E’ emerso che un Conto Deposito può rendere fino al 30% in più rispetto ad un fondo pensione. La simulazione, effettuata tra un TFR trattenuto in azienda ed il fondo pensione Cometa dedicato ai metalmeccanici, ha fatto emergere una discrepanza del 25% che rende poco conveniente il fondo. La stessa arriva al 30- 32% se viene calcolata anche la differente tassazione dovuta alla legge di stabilità (comma 621 dell’articolo 1 della legge 23 dicembre 2014 n°190).

Di quanto è aumentata la tassazione dei fondi pensione? Non di poco perché la legge di stabilità 2015 prevede una tassazione al 20%, mentre in passato si trattava dell’11,5%, da questo aumento per ora sono stati esclusi i conti deposito e i titoli pubblici la cui tassazione è al 12,50%.

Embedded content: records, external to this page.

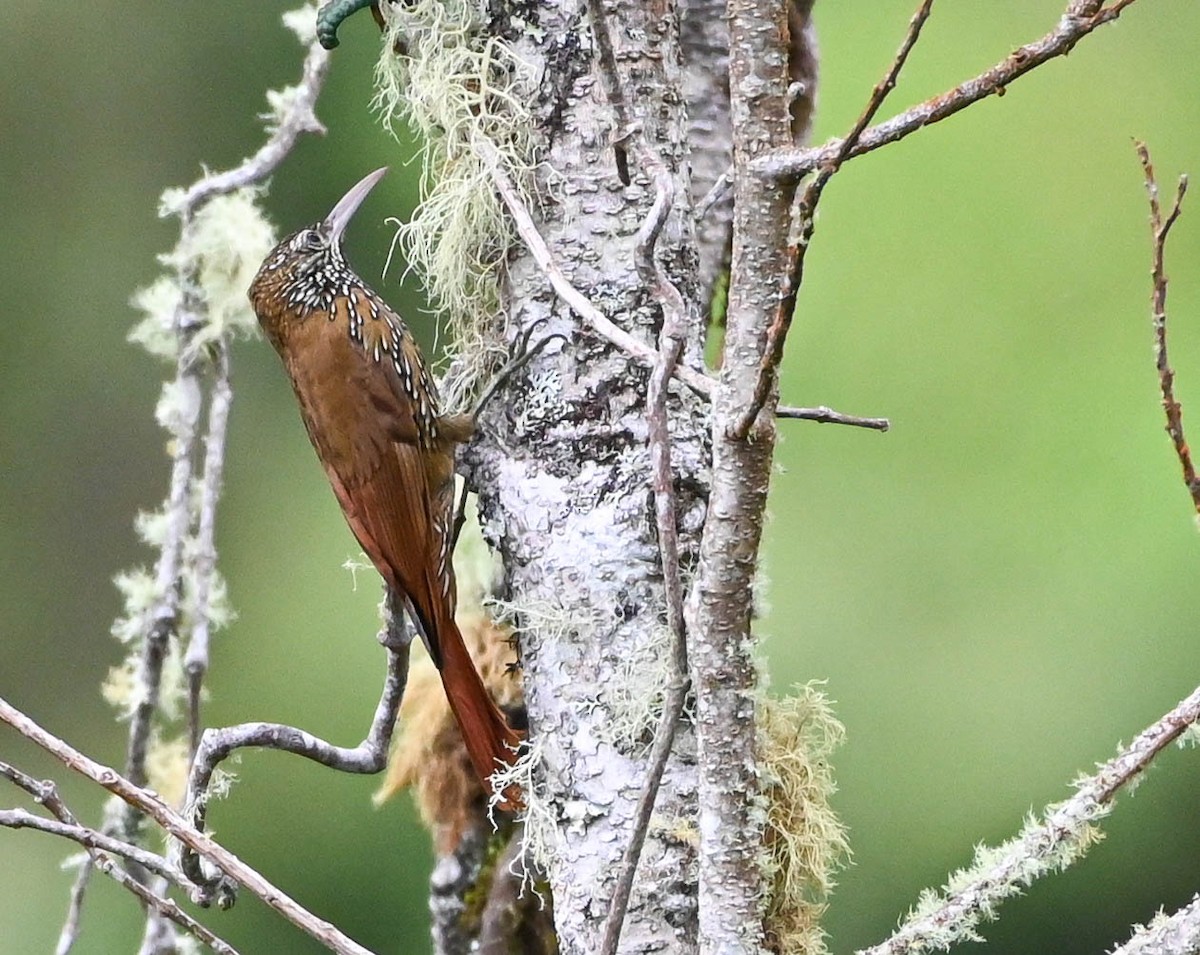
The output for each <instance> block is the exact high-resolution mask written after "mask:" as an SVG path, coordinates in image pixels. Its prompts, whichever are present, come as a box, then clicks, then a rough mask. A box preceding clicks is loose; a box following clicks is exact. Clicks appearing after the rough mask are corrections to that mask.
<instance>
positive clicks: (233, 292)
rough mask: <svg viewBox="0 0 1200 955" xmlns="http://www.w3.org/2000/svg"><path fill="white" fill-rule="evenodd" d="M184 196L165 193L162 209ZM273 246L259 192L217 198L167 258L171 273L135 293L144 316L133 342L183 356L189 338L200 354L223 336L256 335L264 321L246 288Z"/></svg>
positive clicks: (190, 225) (202, 208) (140, 345)
mask: <svg viewBox="0 0 1200 955" xmlns="http://www.w3.org/2000/svg"><path fill="white" fill-rule="evenodd" d="M180 196H181V192H180V191H179V190H168V191H167V192H164V193H163V197H162V200H161V204H160V215H170V214H173V212H175V211H178V208H179V203H180V202H181V199H180ZM274 245H275V229H274V228H272V227H271V224H270V223H269V222H268V221H266V217H265V216H264V215H263V211H262V210H260V209H259V206H258V191H257V190H253V188H244V190H238V191H236V192H232V193H229V194H228V196H216V197H214V198H212V199H211V200H209V202H208V203H205V204H204V206H203V208H202V209H200V210H199V211H198V212H196V215H194V216H193V217H192V218H191V221H190V222H187V224H186V226H185V227H184V229H182V234H181V236H180V240H179V245H176V246H175V248H174V250H172V251H170V252H168V253H167V254H164V256H160V259H158V260H160V262H161V263H162V264H163V265H167V266H169V268H170V269H172V274H170V275H167V276H162V277H160V278H158V280H156V281H155V282H154V283H151V284H150V286H149V287H146V288H144V289H142V290H139V292H138V293H137V294H134V296H133V299H132V305H133V307H134V308H137V310H138V311H140V312H142V313H143V318H142V320H140V322H139V323H138V324H137V325H134V328H133V330H132V331H131V332H130V341H131V342H134V343H136V344H140V346H142V347H143V348H145V349H146V350H148V352H149V353H150V354H152V355H156V356H158V358H164V359H169V360H176V359H178V358H179V349H180V347H181V346H182V343H184V341H186V343H187V348H188V353H190V356H197V355H199V354H203V353H204V350H205V349H208V348H209V346H211V344H214V343H216V342H218V341H228V340H229V338H232V337H235V336H250V335H256V334H257V332H258V322H257V319H256V318H254V313H253V311H252V310H251V307H250V301H248V299H247V298H246V290H247V289H248V288H250V282H251V280H252V278H253V277H254V272H257V271H258V266H259V265H260V264H262V262H263V259H264V258H265V257H266V253H268V252H269V251H270V250H271V246H274ZM182 282H187V283H188V287H187V290H188V293H190V295H186V296H185V289H184V286H182V284H181V283H182ZM185 312H187V314H186V316H185ZM181 319H186V322H187V323H188V331H187V334H186V336H185V335H181V334H180V322H181Z"/></svg>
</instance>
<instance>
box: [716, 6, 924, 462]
mask: <svg viewBox="0 0 1200 955" xmlns="http://www.w3.org/2000/svg"><path fill="white" fill-rule="evenodd" d="M932 6H934V0H922V4H920V6H919V7H918V8H917V12H916V13H914V14H913V16H912V20H911V22H910V23H908V32H907V34H906V35H905V38H904V42H902V43H901V44H900V49H899V50H896V55H895V56H894V58H893V59H892V62H890V65H889V66H888V68H887V72H886V73H884V74H883V79H881V80H880V82H878V83H876V84H875V88H874V89H872V90H871V95H870V97H869V98H868V101H866V106H865V107H864V108H863V112H862V113H860V114H859V116H858V119H857V120H856V121H854V125H853V127H851V131H850V132H848V133H847V134H846V137H845V138H844V139H842V140H841V145H840V146H839V148H838V151H836V152H835V154H834V155H833V156H832V157H830V158H829V161H828V162H824V163H822V164H821V168H820V169H818V170H817V173H816V175H815V176H812V179H811V180H809V184H808V186H805V188H804V193H803V194H802V196H800V202H799V204H798V208H797V210H796V215H794V220H796V223H794V226H793V230H794V232H796V241H793V242H792V245H791V247H790V248H788V250H787V256H788V259H790V265H788V268H787V274H786V276H785V277H784V282H782V292H781V294H780V300H779V310H778V311H776V312H775V318H774V320H773V322H772V323H770V329H769V330H768V332H767V348H766V350H764V352H763V356H762V361H761V362H760V365H758V373H757V378H756V380H755V386H754V395H752V397H751V398H750V402H749V403H748V404H746V407H745V409H744V410H743V412H742V416H740V418H739V419H738V421H737V424H736V425H734V426H733V437H734V438H737V439H738V440H740V439H743V438H745V436H746V434H748V433H749V432H750V427H751V425H754V420H755V419H756V418H757V416H758V412H761V410H762V406H763V404H764V403H766V402H767V396H768V395H769V394H770V390H772V389H773V388H776V386H778V382H776V378H778V376H779V364H780V362H781V361H782V360H784V346H785V344H786V343H787V332H788V331H790V330H791V328H792V318H793V317H794V314H796V299H797V296H798V295H799V292H800V284H802V283H803V282H804V262H805V259H806V257H808V252H809V246H810V245H811V242H812V233H814V230H815V229H816V222H817V204H818V203H820V202H821V194H822V193H823V192H824V187H826V186H827V185H828V182H829V180H830V179H833V176H834V175H835V174H836V173H838V170H839V169H841V164H842V163H844V162H845V161H846V160H847V157H848V156H850V154H851V151H852V150H853V149H854V144H856V143H858V140H859V137H862V134H863V130H865V128H866V127H868V125H869V124H870V121H871V120H872V119H875V114H876V113H878V112H880V108H881V107H882V106H883V101H884V100H887V98H888V94H889V92H892V90H894V89H895V85H896V80H898V79H899V78H900V71H901V70H904V65H905V62H907V60H908V54H910V53H911V52H912V48H913V47H914V46H916V43H917V40H918V38H919V37H920V29H922V28H923V26H924V25H925V20H928V19H929V13H930V11H931V10H932ZM881 430H882V431H886V430H887V428H886V427H884V428H881Z"/></svg>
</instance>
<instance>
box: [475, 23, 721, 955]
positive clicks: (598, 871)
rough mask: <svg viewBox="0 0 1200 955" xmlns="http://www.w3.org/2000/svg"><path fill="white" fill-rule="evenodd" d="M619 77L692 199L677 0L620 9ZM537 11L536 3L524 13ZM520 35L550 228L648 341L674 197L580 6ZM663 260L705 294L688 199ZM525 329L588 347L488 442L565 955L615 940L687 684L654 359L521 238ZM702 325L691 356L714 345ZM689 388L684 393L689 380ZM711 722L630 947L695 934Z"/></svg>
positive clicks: (694, 544) (541, 810)
mask: <svg viewBox="0 0 1200 955" xmlns="http://www.w3.org/2000/svg"><path fill="white" fill-rule="evenodd" d="M607 8H608V23H610V29H611V31H612V36H613V46H614V53H616V60H617V64H618V65H619V76H620V79H622V83H623V84H624V88H625V96H626V98H628V102H629V103H630V106H631V108H632V113H634V114H635V116H636V119H637V120H638V121H640V122H641V124H642V128H643V131H644V136H646V138H647V142H648V144H649V145H650V148H652V149H653V150H655V151H656V152H658V154H659V155H660V157H661V160H662V162H664V163H665V164H666V167H667V169H668V170H670V173H671V175H672V176H673V178H674V184H676V187H677V194H679V196H686V194H688V191H689V181H688V175H689V174H688V168H686V149H685V128H686V126H685V113H684V104H683V96H682V91H680V83H682V73H680V66H679V61H678V37H677V35H676V23H677V22H676V18H674V16H672V10H671V7H670V6H668V5H665V4H634V2H622V4H612V5H610V6H608V7H607ZM524 12H526V16H527V17H528V16H529V10H528V8H526V11H524ZM533 13H534V16H535V18H536V28H538V29H536V31H534V30H527V31H524V34H523V36H522V38H521V40H520V41H518V42H517V43H516V47H517V49H518V52H520V53H521V55H522V56H524V58H527V59H528V60H530V61H533V64H534V66H535V71H536V73H538V74H539V76H541V77H542V82H541V90H542V100H541V103H540V108H539V110H538V113H536V142H538V145H539V154H540V155H541V156H542V157H544V160H545V164H544V166H542V167H541V172H540V173H539V178H538V186H539V199H540V206H539V209H538V210H536V211H535V215H536V217H538V220H539V221H538V226H539V230H540V232H541V234H542V236H544V238H545V240H546V242H547V245H548V247H550V250H551V252H552V254H553V257H554V259H556V262H557V264H558V266H559V268H560V269H562V270H563V272H564V274H565V275H566V277H568V278H569V281H570V282H571V283H572V284H574V286H575V287H576V288H578V289H581V290H583V292H584V294H586V295H587V296H588V298H589V299H590V301H592V302H593V304H594V305H595V306H596V307H599V308H600V311H602V312H604V313H605V314H606V316H608V317H610V318H611V319H613V320H614V322H616V323H617V324H619V325H620V326H623V328H624V329H626V330H629V331H630V332H632V334H634V335H635V336H637V337H638V338H641V340H642V341H644V342H646V343H648V344H650V346H655V347H656V334H658V329H659V328H660V325H661V322H662V316H661V311H660V307H659V305H658V302H656V301H655V300H654V298H653V295H652V293H650V290H649V289H648V288H646V286H644V283H643V281H642V280H641V278H640V277H638V274H637V271H636V268H635V254H636V248H635V247H636V239H635V234H636V232H637V229H638V227H640V226H641V224H642V222H643V220H644V218H646V216H647V212H648V211H649V208H650V205H652V203H653V202H654V198H655V191H654V185H653V181H652V179H650V176H649V174H648V170H646V169H642V168H637V166H636V164H634V162H632V160H631V158H630V161H629V167H628V175H629V180H630V181H629V184H628V185H626V184H624V182H623V181H622V174H623V170H622V168H619V163H622V162H624V157H623V156H619V155H618V149H619V146H618V149H614V142H617V140H619V137H620V134H622V133H623V131H622V130H618V119H617V116H616V114H614V112H613V109H611V108H610V106H608V101H607V98H606V95H605V86H604V82H602V78H601V77H600V74H599V72H598V66H596V65H595V64H596V56H595V54H594V41H593V36H594V34H593V31H592V30H590V29H589V22H588V20H587V19H586V18H581V17H580V14H578V12H577V8H565V7H564V6H560V5H558V4H554V2H541V4H538V5H535V6H534V7H533ZM656 259H658V263H659V265H660V266H661V268H662V269H664V270H665V272H666V274H667V276H668V277H670V278H671V280H672V281H673V282H674V283H676V286H677V287H678V288H679V289H680V290H682V292H683V294H684V295H685V296H692V298H694V296H695V295H696V288H697V281H696V256H695V251H694V239H692V228H691V216H690V209H689V208H688V204H686V203H684V202H680V203H679V204H678V206H677V209H676V211H674V212H673V215H672V216H671V218H670V220H668V222H667V226H666V228H665V230H664V233H662V235H661V238H660V239H659V242H658V254H656ZM506 305H508V311H509V318H510V328H511V329H514V330H516V329H527V328H529V326H530V325H532V324H533V323H536V322H540V320H544V319H550V323H548V325H547V326H546V331H559V332H563V334H566V335H568V336H569V337H570V347H569V348H564V349H562V350H560V352H558V353H557V354H554V355H542V356H539V358H538V359H536V360H535V361H534V364H533V365H532V366H530V370H529V372H528V374H529V388H528V389H526V390H522V389H514V391H512V394H514V400H512V401H511V402H504V404H505V407H504V408H503V409H502V408H499V407H493V408H491V409H490V413H488V414H487V415H486V418H485V420H484V422H482V426H481V432H482V434H484V437H482V439H481V440H480V442H478V443H476V445H474V446H473V449H472V452H470V455H469V456H468V464H469V467H470V468H472V476H473V479H474V482H475V483H476V486H478V487H479V488H480V493H481V500H480V513H481V522H482V525H484V533H485V536H487V537H488V540H490V542H491V543H492V545H493V546H496V547H498V548H499V551H500V553H502V555H503V560H504V567H505V576H506V582H508V587H509V588H510V594H509V597H510V599H511V601H512V603H514V605H515V607H516V608H517V624H518V626H520V649H521V661H522V665H523V667H524V685H526V693H527V704H528V713H529V731H530V738H532V739H533V740H535V743H534V745H535V747H536V749H538V752H539V755H540V762H539V764H538V769H536V777H535V788H534V791H533V792H530V793H529V800H530V813H529V817H530V818H529V823H528V825H529V829H530V835H532V839H533V847H534V848H535V849H536V848H538V847H539V843H540V847H541V849H544V852H542V853H541V858H542V859H544V860H545V863H546V864H547V872H546V875H547V877H548V882H550V888H551V891H552V894H553V900H554V912H556V923H557V929H558V935H559V944H560V948H562V951H563V953H566V954H568V955H569V954H570V953H595V951H598V950H599V943H600V937H601V933H602V930H604V919H605V915H606V914H607V912H608V907H610V901H611V897H612V894H613V888H614V883H616V881H617V876H618V869H619V861H620V858H622V853H623V852H624V849H625V846H626V843H628V840H629V834H630V831H631V828H632V813H634V809H635V805H636V801H637V798H638V795H640V793H641V791H642V787H643V783H644V780H646V756H647V752H648V749H649V741H650V737H652V735H653V731H654V726H655V722H656V719H658V711H656V707H658V705H659V704H660V703H661V696H662V692H664V690H665V684H666V680H667V669H666V661H667V659H668V653H667V645H668V633H667V629H666V625H665V623H664V619H665V605H664V590H662V569H661V565H660V560H659V548H658V542H656V535H655V529H654V510H653V501H652V492H650V469H649V455H648V450H647V424H646V390H647V382H648V377H649V374H648V368H646V367H644V366H642V365H638V364H637V362H635V361H634V360H631V359H630V356H629V355H626V354H623V353H620V352H618V350H616V349H614V348H613V347H612V346H611V344H608V343H607V342H606V341H602V340H599V338H598V337H595V336H593V335H592V334H589V332H587V331H583V330H582V328H581V325H580V323H578V319H577V318H576V317H574V316H571V314H569V312H568V311H566V310H565V307H564V306H563V304H562V302H560V301H559V300H557V299H556V296H554V295H553V294H552V293H551V290H550V287H548V284H547V281H546V277H545V275H544V274H542V271H541V270H540V268H539V265H538V264H536V263H535V262H534V259H533V257H532V256H530V254H528V252H527V250H524V248H521V250H520V251H518V252H517V254H516V258H514V259H512V260H511V262H510V265H509V271H508V287H506ZM701 332H702V330H701V329H700V328H698V326H694V328H689V329H688V331H686V335H688V340H686V347H685V354H686V355H690V356H692V360H695V356H696V355H698V353H700V343H701ZM672 388H674V386H672ZM704 410H706V409H704V407H703V404H702V403H701V402H700V400H698V398H696V396H694V395H691V394H690V392H674V394H673V395H672V398H671V404H670V413H671V421H672V434H673V438H674V444H673V449H672V451H673V466H674V473H676V479H677V488H678V494H679V506H678V525H679V535H680V553H682V560H683V565H684V567H685V569H686V567H689V566H690V565H694V564H695V560H696V557H697V553H698V543H700V531H701V528H702V524H703V521H704V510H706V497H707V480H708V477H707V473H708V472H707V469H708V448H707V443H708V442H707V433H706V425H704ZM695 746H696V743H695V735H694V733H692V731H691V728H690V727H689V726H684V727H683V728H682V731H680V732H679V734H678V735H677V738H676V746H674V755H673V758H672V761H671V763H670V765H668V768H667V771H666V777H665V780H664V783H662V788H661V791H660V794H659V798H658V804H656V810H655V817H654V818H655V824H653V825H652V827H650V833H649V836H648V839H647V843H646V848H644V852H643V854H642V861H641V866H640V870H638V878H637V882H636V884H635V888H634V893H632V899H631V903H630V908H629V914H628V918H626V921H625V927H624V932H623V936H622V951H629V953H635V951H666V950H670V951H683V950H688V949H691V948H694V947H695V943H696V939H695V932H696V878H695V872H696V857H695V837H694V827H695V819H696V775H695V765H694V755H695Z"/></svg>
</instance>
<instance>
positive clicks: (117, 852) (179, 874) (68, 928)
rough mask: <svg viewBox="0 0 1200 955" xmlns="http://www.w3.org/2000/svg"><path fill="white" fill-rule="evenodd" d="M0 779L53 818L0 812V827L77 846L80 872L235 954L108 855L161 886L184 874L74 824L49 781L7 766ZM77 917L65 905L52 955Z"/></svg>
mask: <svg viewBox="0 0 1200 955" xmlns="http://www.w3.org/2000/svg"><path fill="white" fill-rule="evenodd" d="M0 776H4V777H5V779H8V780H11V781H12V782H13V783H16V785H17V786H19V787H20V788H22V789H24V791H25V792H28V793H29V794H30V795H32V797H34V799H35V801H36V803H37V804H38V805H42V806H44V807H46V809H47V810H48V811H49V812H50V813H52V815H53V816H54V819H44V818H42V817H41V816H35V815H34V813H31V812H26V811H25V810H23V809H13V810H0V825H4V827H7V828H10V829H36V830H38V831H43V833H49V834H50V835H58V836H62V837H64V839H70V840H72V841H74V842H78V843H79V845H80V846H83V847H84V848H85V849H86V851H88V860H89V864H88V865H86V866H84V867H83V871H88V872H90V871H91V870H92V867H95V869H98V870H100V871H101V872H103V873H104V875H106V876H108V877H110V878H112V879H113V881H114V882H116V883H118V884H119V885H121V887H122V888H125V889H127V890H128V891H131V893H132V894H133V895H134V896H137V899H138V900H139V901H142V902H143V903H144V905H145V906H146V907H148V908H149V909H151V911H152V912H155V913H157V914H158V915H161V917H162V918H166V919H169V920H170V921H173V923H175V924H176V925H178V926H179V927H181V929H182V930H184V931H186V932H188V933H190V935H192V936H193V937H194V938H197V939H198V941H200V942H203V943H204V944H205V945H208V947H209V948H210V949H212V950H214V951H216V953H218V955H238V953H236V950H235V949H234V948H233V947H232V945H230V944H229V943H228V942H224V941H223V939H222V938H220V937H217V936H216V935H215V933H214V932H211V931H210V930H209V929H206V927H205V926H204V925H202V924H200V923H198V921H196V919H193V918H192V917H191V915H188V914H187V913H186V912H184V911H182V909H181V908H179V906H178V905H175V902H173V901H172V900H169V899H164V897H163V896H161V895H158V894H157V893H155V891H152V890H150V889H149V888H148V887H145V885H143V884H142V883H140V882H138V879H136V878H133V877H132V876H131V875H130V873H128V872H126V871H125V870H124V869H121V866H120V865H118V863H116V860H115V859H114V858H113V855H116V857H120V858H122V859H125V860H127V861H134V863H137V865H138V866H140V867H142V869H143V870H145V871H150V872H156V873H157V875H160V876H162V877H163V878H166V879H167V881H169V882H173V883H174V884H176V885H180V887H184V888H186V887H187V879H186V878H184V873H182V872H181V871H180V870H178V869H175V866H173V865H172V864H170V863H168V861H167V860H166V859H163V858H162V857H161V855H157V854H155V853H152V852H149V851H146V849H143V848H140V847H139V846H134V845H132V843H130V842H122V841H121V840H118V839H113V837H112V836H108V835H106V834H103V833H100V831H97V830H95V829H89V828H88V827H84V825H79V823H78V821H77V819H76V817H74V815H73V813H72V812H71V810H70V809H67V805H66V803H64V801H62V798H61V797H60V795H59V791H58V787H56V786H55V785H54V782H53V781H52V780H41V781H38V780H35V779H34V777H32V776H30V775H28V774H25V773H22V771H20V770H19V769H17V768H16V767H13V765H10V764H8V763H0ZM80 912H82V906H78V905H72V906H71V915H72V917H73V918H68V919H67V921H66V924H65V925H64V926H62V931H61V932H60V933H59V941H58V944H56V945H55V949H54V950H55V954H56V955H65V953H68V951H70V950H71V948H72V947H73V944H74V942H76V938H77V937H78V933H79V925H78V923H79V914H80Z"/></svg>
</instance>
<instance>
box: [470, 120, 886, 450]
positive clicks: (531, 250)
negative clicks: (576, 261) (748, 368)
mask: <svg viewBox="0 0 1200 955" xmlns="http://www.w3.org/2000/svg"><path fill="white" fill-rule="evenodd" d="M476 150H478V151H479V152H480V155H482V156H484V158H485V161H486V162H487V163H488V166H490V168H491V173H492V184H493V185H494V186H496V192H497V193H498V194H499V197H500V199H502V200H503V202H504V205H505V206H506V208H508V210H509V215H511V216H512V223H514V224H515V226H516V229H517V235H520V236H521V239H522V240H523V241H524V244H526V247H527V248H528V250H529V254H530V257H532V258H533V260H534V263H535V264H536V265H538V268H539V269H540V270H541V272H542V275H545V276H546V280H547V281H548V282H550V286H551V288H553V289H554V293H556V294H557V295H558V298H559V299H562V300H563V301H564V302H565V304H566V305H568V306H569V307H570V308H571V311H572V312H575V313H576V314H577V316H578V317H580V318H582V319H583V322H584V323H586V324H587V325H588V328H590V329H592V331H594V332H595V334H596V335H599V336H600V337H601V338H605V340H607V341H608V342H611V343H612V344H614V346H617V348H619V349H620V350H622V352H624V353H625V354H626V355H629V356H630V358H634V359H636V360H637V361H640V362H641V364H643V365H646V366H647V367H648V368H655V367H658V365H659V360H660V355H659V352H658V349H655V348H653V347H650V346H648V344H646V342H643V341H641V340H640V338H635V337H634V336H632V335H630V334H629V332H628V331H625V330H624V329H623V328H620V326H619V325H617V324H616V323H613V322H612V320H611V319H610V318H608V317H607V316H605V314H604V312H601V311H600V310H599V308H596V307H595V306H594V305H593V304H592V302H590V301H589V300H588V298H587V295H584V294H583V293H582V292H580V290H578V289H577V288H575V286H572V284H571V282H570V280H569V278H568V277H566V276H565V275H564V274H563V270H562V269H560V268H559V266H558V263H557V262H554V256H553V253H552V252H551V251H550V247H548V246H547V245H546V240H545V239H542V238H541V233H539V232H538V227H536V224H534V221H533V216H532V215H530V214H529V210H528V208H526V204H524V202H523V200H522V198H521V193H520V192H518V191H517V187H516V186H515V185H514V184H512V180H511V179H509V176H508V174H506V173H505V172H504V169H503V168H502V167H500V164H499V162H498V157H497V156H496V152H494V146H492V144H491V143H488V142H487V140H486V139H480V140H478V142H476ZM672 374H673V376H674V377H676V378H677V379H679V380H680V382H683V383H684V384H685V385H688V388H690V389H691V390H692V391H695V392H696V394H697V395H700V396H702V397H704V398H709V400H710V398H712V397H713V390H714V389H715V388H716V380H715V379H714V378H710V377H709V376H707V374H704V373H703V372H701V371H697V370H696V368H691V367H689V366H686V365H676V367H674V371H673V372H672ZM776 414H778V415H779V416H780V418H791V419H798V420H805V421H827V422H830V424H835V425H854V426H856V427H874V428H875V430H876V431H887V427H884V426H883V424H882V422H886V421H887V419H884V418H858V416H856V415H847V414H842V413H840V412H833V410H830V409H828V408H824V407H823V406H822V407H817V408H792V407H787V406H780V407H779V408H778V409H776ZM866 421H871V422H876V424H871V425H866V424H859V422H866Z"/></svg>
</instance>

Secondo i calcoli fatti da Panorama le pensioni integrative alimentate fino ad ora con il TFR hanno un ammontare del 10% più alto rispetto a quelle che potranno essere maturate da ora con la nuova tassazione applicata alla rendita di gestione. Una perdita notevole dovuta alla volontà del governo di favorire forme di risparmio alternative ed in particolare l’acquisto di Titoli di Stato e la richiesta di anticipazione del TFR in busta paga per affrontare i debiti contratti ed aumentare i livelli dei consumi, giunti ormai ai minimi.

A ciò deve essere aggiunto che, il comma 624 dell’articolo 1 della legge di stabilità, prevede anche che l’imposta complessiva dovuta con l’aliquota del 20% si applica anche alle rendite finanziarie del 2014. Ciò implica che viene superato il principio della irretroattività dell’imposizione fiscale, contenuto nello Statuto del Contribuente, adottato con legge ordinaria e quindi modificabile da altra legge ordinaria temporalmente successiva.